With age, the activity of the hippocampus and the renewal of its neurons are slowed down, precisely because a decrease in the hippocampus is one of the most prominent symptoms of Alzheimer's disease.

Scientists point to previously conducted studies in which it was proved that different domains (areas) of the hippocampus are responsible for different emotions and memories: dorsal - spatial and temporal memory and contextual information; ventral - reaction to stress, anxiety and emotional state in general.

Therefore, if you somehow gain control over these specific domains, you can change the mechanism of their work. Previously, experiments were carried out with optical manipulation of cells in the dorsal region of the hippocampus, which made it possible to control the behavioral expression of positive and negative memories. However, it remains to be seen whether the manipulation of the ventral domains of the hippocampus will have a similar effect.

In addition, the researchers note the importance of finding a mechanism for the relationship of memories stored by the hippocampus and human behavior. For it is from how and why exactly this or that information is processed (called from the archives of memory, so to speak), and the manifestation of stress, anxiety, post-traumatic disorder and even depression.

Research results


To begin with, it was necessary to determine which parts of the hippocampus react to what and to what extent.


Image number 1

To do this, scientists used an inducible * viral mixture of AAV9-c-Fos-tTA and AAV9-TRE-eYFP, which was introduced into the dorsal or ventral dentate fascia of the mouse hippocampus (male). This mixture labeled the dentate fascia neurons that expressed the c-Fos gene as a function of doxycycline (Dox). At this point, the experimental mice were observed in front of a neutral environment, that is, they were in a quiescent state and no external stress or rewards were applied ( 1A and 1B ).
Inducible * is an enzyme that is not produced by the cell until its synthesis is induced (activated) by its own substrate or other closely related compound.
The dentate fascia * (dentate gyrus) is a jagged gyrus, located in the depth of the hippocampal groove and turning into a tape gyrus.
In mice without Dox, the expression of eYFP (i.e. eYFP +) increased in the dorsal and ventral dentate fascia during the study of environmental information, in contrast to the control group of subjects with Dox ( 1G , 1H , 1J and 1K ).

On the second day, mice showed a significant increase in the number of eYFP + and c-Fos + cells in the dorsal part, and not in the ventral part ( 1C - 1F , 1I and 1L ). This confirms the importance of the dorsal domain of the hippocampus in the process of environmental recognition.

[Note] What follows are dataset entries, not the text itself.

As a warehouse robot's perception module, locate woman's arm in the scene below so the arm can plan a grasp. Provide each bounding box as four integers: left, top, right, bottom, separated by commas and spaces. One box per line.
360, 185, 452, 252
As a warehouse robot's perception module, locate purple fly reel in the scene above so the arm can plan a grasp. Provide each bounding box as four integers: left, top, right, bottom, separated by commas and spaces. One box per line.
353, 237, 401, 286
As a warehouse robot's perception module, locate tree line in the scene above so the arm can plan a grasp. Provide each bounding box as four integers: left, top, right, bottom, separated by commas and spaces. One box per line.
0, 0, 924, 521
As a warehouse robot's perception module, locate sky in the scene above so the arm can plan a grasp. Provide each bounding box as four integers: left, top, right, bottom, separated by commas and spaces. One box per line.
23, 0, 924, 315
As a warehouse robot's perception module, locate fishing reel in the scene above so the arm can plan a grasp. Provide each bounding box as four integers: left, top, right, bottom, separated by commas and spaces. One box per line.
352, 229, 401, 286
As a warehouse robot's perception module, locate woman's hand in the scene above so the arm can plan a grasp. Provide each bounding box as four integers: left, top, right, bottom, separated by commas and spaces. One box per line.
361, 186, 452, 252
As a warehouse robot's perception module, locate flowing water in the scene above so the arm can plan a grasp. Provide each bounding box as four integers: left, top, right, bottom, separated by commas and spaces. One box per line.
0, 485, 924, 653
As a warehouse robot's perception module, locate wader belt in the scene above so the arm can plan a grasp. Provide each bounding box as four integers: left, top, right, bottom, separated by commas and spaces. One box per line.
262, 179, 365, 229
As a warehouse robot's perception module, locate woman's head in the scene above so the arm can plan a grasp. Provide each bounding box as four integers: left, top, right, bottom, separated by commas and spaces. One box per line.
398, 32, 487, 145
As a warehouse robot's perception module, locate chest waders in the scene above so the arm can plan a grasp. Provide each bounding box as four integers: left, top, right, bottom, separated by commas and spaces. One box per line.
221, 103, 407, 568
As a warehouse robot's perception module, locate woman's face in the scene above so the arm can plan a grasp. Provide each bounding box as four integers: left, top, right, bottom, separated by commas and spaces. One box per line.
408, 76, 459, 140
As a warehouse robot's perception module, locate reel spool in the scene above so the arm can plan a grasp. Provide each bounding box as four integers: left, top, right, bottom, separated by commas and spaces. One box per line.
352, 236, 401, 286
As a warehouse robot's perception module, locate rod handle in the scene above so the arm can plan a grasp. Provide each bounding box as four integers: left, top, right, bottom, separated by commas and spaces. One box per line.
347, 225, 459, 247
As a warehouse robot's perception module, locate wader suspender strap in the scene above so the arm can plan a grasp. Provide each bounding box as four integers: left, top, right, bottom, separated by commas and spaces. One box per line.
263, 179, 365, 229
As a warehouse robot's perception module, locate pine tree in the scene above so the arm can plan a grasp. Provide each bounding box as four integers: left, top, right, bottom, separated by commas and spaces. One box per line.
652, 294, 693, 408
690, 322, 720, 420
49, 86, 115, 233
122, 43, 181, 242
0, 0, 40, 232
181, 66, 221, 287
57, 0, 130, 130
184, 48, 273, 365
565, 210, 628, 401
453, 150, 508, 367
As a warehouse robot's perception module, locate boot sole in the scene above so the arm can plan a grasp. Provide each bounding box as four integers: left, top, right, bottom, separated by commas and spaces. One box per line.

Next, the scientists decided to check the activity of the cells of the dentate gyrus during the formation of fear and during the reproduction of memories associated with it, the next day.

The test mice, as in the previous test, received an injection of the viral mixture, then they stopped giving them Dox. 48 hours after that, the mice were placed in chambers, where 4 weak discharges of electric current (through the chamber floor) were applied to them with a time interval of 180 seconds. After that, the mice were returned to the cells with a neutral atmosphere and again began to give doxycycline (Dox).

The next day, these mice were again placed in shock chambers (in this case, the discharges were no longer used) to reproduce their fear ( 2A and 2B ).


Image number 2

Brain data was collected after 90 minutes of mice in the chamber, after which scientists were able to estimate the number of eYFP and c-Fos cells in the dorsal and ventral dentate gyrus.

As expected, in both parts of the hippocampus (dorsal and ventral), cell reactivation increased significantly ( 2C - 2E ). This is explained by the fact that both these sites play a role in the formation of memories associated with certain emotions.

The intermediate result is as follows: the cells of the dentate gyri in the dorsal region are reactivated after the mice are in a neutral and stressful environment; but the cells from the ventral region are reactivated exclusively after the stress.

In the next stage of the study, scientists set themselves the task of finding out whether the exact optogenetic * activation of cells along the longitudinal axis of the hippocampus will affect behavior associated with appetite and fear.
Optogenetics * is a method for studying nerve cells by introducing opsins (photosensitive receptors) into their membranes that react to light.
Experimental mice in the dorsal or ventral area introduced activity-dependent viral cocktail, expressing the channel-rhodopsin-2 (ChR2). After the injection site, optical fibers ( 2F and 2H ) were implanted.

Doxycycline was discontinued to label cells responsible for responding to the following scenarios: neutral setting; stressful situation (application of electric current through the camera floor) and placement in the female's chamber ( 2G ).

Scientists activated fear-related memories through the dorsal or ventral parts of the hippocampus. This led to the fading of the male experimental, which is the standard reaction of mice in an emergency ( 2I , 2J , 2L and 2M ).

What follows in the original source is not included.